On the Contraction Coefficient of the Schrödinger Bridge for Stochastic Linear Systems

  • paper_url: http://arxiv.org/abs/2309.06622
  • repo_url: None
  • paper_authors: Alexis M. H. Teter, Yongxin Chen, Abhishek Halder
  • for: 解决Schrödinger bridge问题,即在控制Diffusion下从一个初始状态分布转移到另一个状态分布,并且在满足时间约束下实现最优化。
  • methods: 使用Contractive fixed point recursions方法来数学解Schrödinger bridge问题,这种方法可以看作是动态版本的Sinkhorn迭代,并且在某些假设下可以 garantizar线性减少。
  • results: 研究Schrödinger系统的前提估计,并提供新的几何和控制理论 интерпретаciones。此外,还指出了可以通过预处理终点支持集来提高worst-case contraction coefficient的计算。
    Abstract Schr\"{o}dinger bridge is a stochastic optimal control problem to steer a given initial state density to another, subject to controlled diffusion and deadline constraints. A popular method to numerically solve the Schr\"{o}dinger bridge problems, in both classical and in the linear system settings, is via contractive fixed point recursions. These recursions can be seen as dynamic versions of the well-known Sinkhorn iterations, and under mild assumptions, they solve the so-called Schr\"{o}dinger systems with guaranteed linear convergence. In this work, we study a priori estimates for the contraction coefficients associated with the convergence of respective Schr\"{o}dinger systems. We provide new geometric and control-theoretic interpretations for the same. Building on these newfound interpretations, we point out the possibility of improved computation for the worst-case contraction coefficients of linear SBPs by preconditioning the endpoint support sets.
    摘要 Schrödinger 桥是一个 Stochastic Optimal Control 问题,旨在从一个初始状态密度到另一个,并且受到控制的扩散和时间限制。一种广泛使用的方法来数学解决 Schrödinger 桥问题是通过收缩的定点反射,这些反射可以看作是动态版本的 Sinkhorn 迭代。在我们的研究中,我们研究了 Schrödinger 系统的前期估计,并提供了新的几何和控制理论解释。我们还指出了可以通过预处理终点支持集来提高 worst-case 收缩系数的计算。

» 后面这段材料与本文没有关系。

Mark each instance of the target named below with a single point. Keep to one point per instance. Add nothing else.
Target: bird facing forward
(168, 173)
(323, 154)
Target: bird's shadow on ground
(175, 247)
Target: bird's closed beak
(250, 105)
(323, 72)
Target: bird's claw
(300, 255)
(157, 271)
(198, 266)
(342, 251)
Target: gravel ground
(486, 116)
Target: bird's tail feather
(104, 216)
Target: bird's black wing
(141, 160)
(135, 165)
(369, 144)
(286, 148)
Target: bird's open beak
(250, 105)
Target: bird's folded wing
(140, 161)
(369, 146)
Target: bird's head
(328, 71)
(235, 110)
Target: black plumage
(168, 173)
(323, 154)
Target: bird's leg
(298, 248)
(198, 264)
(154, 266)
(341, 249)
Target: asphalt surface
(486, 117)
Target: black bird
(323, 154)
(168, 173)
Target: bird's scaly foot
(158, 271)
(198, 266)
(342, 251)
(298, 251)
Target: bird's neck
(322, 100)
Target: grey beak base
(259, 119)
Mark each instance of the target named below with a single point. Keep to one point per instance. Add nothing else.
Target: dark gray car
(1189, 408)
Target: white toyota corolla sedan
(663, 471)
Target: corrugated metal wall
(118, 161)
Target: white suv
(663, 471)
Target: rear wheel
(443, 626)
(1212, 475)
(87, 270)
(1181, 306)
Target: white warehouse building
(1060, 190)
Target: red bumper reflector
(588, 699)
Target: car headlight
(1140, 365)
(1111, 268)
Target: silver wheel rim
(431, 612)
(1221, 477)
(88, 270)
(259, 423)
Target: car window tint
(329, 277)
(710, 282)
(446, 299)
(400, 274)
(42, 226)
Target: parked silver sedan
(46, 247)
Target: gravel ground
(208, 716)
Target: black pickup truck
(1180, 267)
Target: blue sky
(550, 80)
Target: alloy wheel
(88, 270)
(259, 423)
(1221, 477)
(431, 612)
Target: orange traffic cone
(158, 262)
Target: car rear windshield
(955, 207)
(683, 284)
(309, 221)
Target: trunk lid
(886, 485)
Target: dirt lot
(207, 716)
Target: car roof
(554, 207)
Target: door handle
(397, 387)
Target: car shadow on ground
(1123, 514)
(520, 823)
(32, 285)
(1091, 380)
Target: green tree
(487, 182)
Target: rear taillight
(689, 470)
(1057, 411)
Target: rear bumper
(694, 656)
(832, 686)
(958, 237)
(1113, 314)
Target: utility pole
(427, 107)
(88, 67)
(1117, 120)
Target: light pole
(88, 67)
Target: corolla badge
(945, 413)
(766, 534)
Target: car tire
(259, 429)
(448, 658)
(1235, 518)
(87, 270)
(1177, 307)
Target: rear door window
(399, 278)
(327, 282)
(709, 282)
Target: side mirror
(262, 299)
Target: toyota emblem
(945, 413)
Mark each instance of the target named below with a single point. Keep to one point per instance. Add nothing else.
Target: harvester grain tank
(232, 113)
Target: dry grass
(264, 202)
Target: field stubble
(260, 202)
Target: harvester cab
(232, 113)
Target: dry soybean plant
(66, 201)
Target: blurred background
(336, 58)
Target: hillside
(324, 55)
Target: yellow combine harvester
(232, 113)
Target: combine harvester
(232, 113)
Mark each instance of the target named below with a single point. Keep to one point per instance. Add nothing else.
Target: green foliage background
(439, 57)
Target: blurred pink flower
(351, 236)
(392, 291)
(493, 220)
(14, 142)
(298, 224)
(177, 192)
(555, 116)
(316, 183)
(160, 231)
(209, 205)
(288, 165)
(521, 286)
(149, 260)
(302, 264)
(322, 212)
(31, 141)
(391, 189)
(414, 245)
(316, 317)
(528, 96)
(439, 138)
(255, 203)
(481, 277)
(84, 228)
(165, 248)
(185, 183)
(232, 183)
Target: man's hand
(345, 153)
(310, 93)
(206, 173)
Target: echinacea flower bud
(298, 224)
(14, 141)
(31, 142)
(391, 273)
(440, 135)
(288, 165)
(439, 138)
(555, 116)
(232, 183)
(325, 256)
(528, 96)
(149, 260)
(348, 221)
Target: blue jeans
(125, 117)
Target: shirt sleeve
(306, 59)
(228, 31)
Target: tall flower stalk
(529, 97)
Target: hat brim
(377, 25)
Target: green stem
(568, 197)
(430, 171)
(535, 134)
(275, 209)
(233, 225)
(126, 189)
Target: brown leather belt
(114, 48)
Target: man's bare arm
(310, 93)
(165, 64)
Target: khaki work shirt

The Grand Illusion: The Myth of Software Portability and Implications for ML Progress

  • paper_url: http://arxiv.org/abs/2309.07181
  • repo_url: https://github.com/for-ai/portability
  • paper_authors: Fraser Mince, Dzung Dinh, Jonas Kgomo, Neil Thompson, Sara Hooker
  • for: 本研究旨在探讨主流机器学习软件框架在不同硬件类型上的可移植性。
  • methods: 我们采用了大规模的研究方法,测试了主流机器学习软件框架在不同硬件类型上的可移植性。
  • results: 我们的结果显示,主流机器学习软件框架在不同硬件类型上可能会产生更多于40%的关键功能损失,并且即使功能可以移植,其性能下降也可能是极大的,使得性能不可接受。
    Abstract Pushing the boundaries of machine learning often requires exploring different hardware and software combinations. However, the freedom to experiment across different tooling stacks can be at odds with the drive for efficiency, which has produced increasingly specialized AI hardware and incentivized consolidation around a narrow set of ML frameworks. Exploratory research can be restricted if software and hardware are co-evolving, making it even harder to stray away from mainstream ideas that work well with popular tooling stacks. While this friction increasingly impacts the rate of innovation in machine learning, to our knowledge the lack of portability in tooling has not been quantified. In this work, we ask: How portable are popular ML software frameworks? We conduct a large-scale study of the portability of mainstream ML frameworks across different hardware types. Our findings paint an uncomfortable picture -- frameworks can lose more than 40% of their key functions when ported to other hardware. Worse, even when functions are portable, the slowdown in their performance can be extreme and render performance untenable. Collectively, our results reveal how costly straying from a narrow set of hardware-software combinations can be - and suggest that specialization of hardware impedes innovation in machine learning research.
    摘要 推动机器学学科的前沿研究经常需要尝试不同的硬件和软件组合。然而,在效率的推动下,AI硬件的特циали化和主流ML框架的吸引力使得尝试新的想法和工具栈的探索变得更加困难。探索性研究可能会受到软硬件的共演化限制,使得尝试离开主流想法和工具栈更加困难。这种阻力在机器学学科的创新速度中产生了一定的影响,但到目前为止,工具栈的无法移植的问题尚未得到量化的解决。在这项工作中,我们问:流行的ML软件框架是否可以具有可移植性?我们进行了大规模的流行ML框架在不同硬件类型上的可移植性研究。我们的结果表现出一个不适的情况:框架在其他硬件上转移时可能会产生超过40%的关键功能损失。更糟糕的是,即使功能是可移植的,其性能下降可能会非常大,使其性能不可接受。总的来说,我们的结果表明特циали化的硬件对机器学学科的创新带来了成本,并建议特циали化的硬件阻碍了机器学学科的进步。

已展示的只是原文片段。